I looked for 2 month for a black strat with maple neck locally. The only one within 100km was an american strat for $800. Too much considering I would be taking the pickups out. Because I dont currently have a guitar I must admit I was impatient . However Im leaving the country in 5 months so didnt want to wait too long. Because action is important I didnt want to buy sight unseen so hence I only looked locally. The blue MIM strat I bought was $350, in excellent condition and I hope to sell the parts I take off it to minimise overall cost. I realise Im in for some work but have the time to do it. 

I'll check out the spray unit at home depot, and probably conduct some trial painting on wood with whatever paint I go with before doing the strat. 

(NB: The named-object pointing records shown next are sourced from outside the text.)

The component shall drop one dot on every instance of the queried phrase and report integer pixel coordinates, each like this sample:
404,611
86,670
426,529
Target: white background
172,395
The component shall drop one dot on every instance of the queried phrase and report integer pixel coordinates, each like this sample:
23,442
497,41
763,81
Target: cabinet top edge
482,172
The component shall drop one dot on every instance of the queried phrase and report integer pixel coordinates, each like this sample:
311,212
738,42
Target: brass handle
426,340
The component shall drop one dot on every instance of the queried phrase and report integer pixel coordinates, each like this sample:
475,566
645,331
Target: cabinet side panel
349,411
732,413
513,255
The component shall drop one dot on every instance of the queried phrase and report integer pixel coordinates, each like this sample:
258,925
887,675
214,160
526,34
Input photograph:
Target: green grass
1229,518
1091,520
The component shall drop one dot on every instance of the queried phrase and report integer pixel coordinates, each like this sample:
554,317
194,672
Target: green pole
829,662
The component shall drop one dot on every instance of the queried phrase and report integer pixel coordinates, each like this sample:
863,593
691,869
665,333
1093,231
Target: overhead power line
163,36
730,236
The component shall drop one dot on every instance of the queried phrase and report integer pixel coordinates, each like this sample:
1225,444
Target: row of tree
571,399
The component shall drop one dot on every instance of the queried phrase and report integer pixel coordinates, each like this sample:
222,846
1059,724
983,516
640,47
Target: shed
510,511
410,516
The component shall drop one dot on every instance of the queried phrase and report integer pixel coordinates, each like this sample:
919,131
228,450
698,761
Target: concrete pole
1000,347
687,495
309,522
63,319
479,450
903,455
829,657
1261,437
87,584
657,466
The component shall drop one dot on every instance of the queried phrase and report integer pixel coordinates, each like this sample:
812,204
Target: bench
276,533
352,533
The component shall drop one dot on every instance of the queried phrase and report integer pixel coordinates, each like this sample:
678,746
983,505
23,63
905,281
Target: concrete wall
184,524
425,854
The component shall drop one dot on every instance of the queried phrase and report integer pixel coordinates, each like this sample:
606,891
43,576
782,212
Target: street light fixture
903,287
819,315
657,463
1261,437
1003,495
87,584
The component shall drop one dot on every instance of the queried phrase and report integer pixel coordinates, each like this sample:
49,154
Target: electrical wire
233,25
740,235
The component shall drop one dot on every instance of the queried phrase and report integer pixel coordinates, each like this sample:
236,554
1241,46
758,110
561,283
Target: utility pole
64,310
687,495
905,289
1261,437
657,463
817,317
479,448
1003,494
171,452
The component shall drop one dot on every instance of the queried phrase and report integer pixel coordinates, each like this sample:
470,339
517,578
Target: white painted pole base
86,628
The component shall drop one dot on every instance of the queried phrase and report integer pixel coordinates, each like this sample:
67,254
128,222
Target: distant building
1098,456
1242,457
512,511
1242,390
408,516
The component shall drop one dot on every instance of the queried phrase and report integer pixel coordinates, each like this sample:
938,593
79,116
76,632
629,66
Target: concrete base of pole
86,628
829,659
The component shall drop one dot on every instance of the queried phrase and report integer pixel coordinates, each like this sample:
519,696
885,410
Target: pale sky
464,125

All comments are most appreciated.

Cheers,

Gee


----------



## JBFairthorne (Oct 11, 2014)

The fact that you'd be removing the pickups is NO reason not to buy an American Strat. People do it all the time.


----------



## Grambo54 (May 29, 2016)

Thats true. In my case Im trying to limit the overall cost of the project but also want to make it a project of sorts that I can learn from. I'll be buying a 920D loaded black pickguard with the gilmour pickups. Will cost around $275 canadian so Im guessing the total project will be around $700. I would love an American made strat though. Never had one. Last year I put together a gilmour MIM candy apple red strat with dragonfire DG emg copy loaded pickguard and all new hardware. Was a challenge to find all of the parts that would fit but kinda fun to do.


----------



## Lincoln (Jun 2, 2008)

They don't make them anymore, but a Highway 1 strat would be perfect for you. They even came in black with maple. The black was flat but they polished up real nice. USA made.


----------



## Budda (May 29, 2007)

JBFairthorne said:


> The fact that you'd be removing the pickups is NO reason not to buy an American Strat. People do it all the time.


And sometimes we sell those pickups after too! 

Edit: do you have a long and mcquade near you? Just check their used inventory online for a used black/maple strat and have it delivered to your store when you find one.


----------



## bzrkrage (Mar 20, 2011)

L&M monster days sale. Page 3. Take the MIM in as trade & finance the rest.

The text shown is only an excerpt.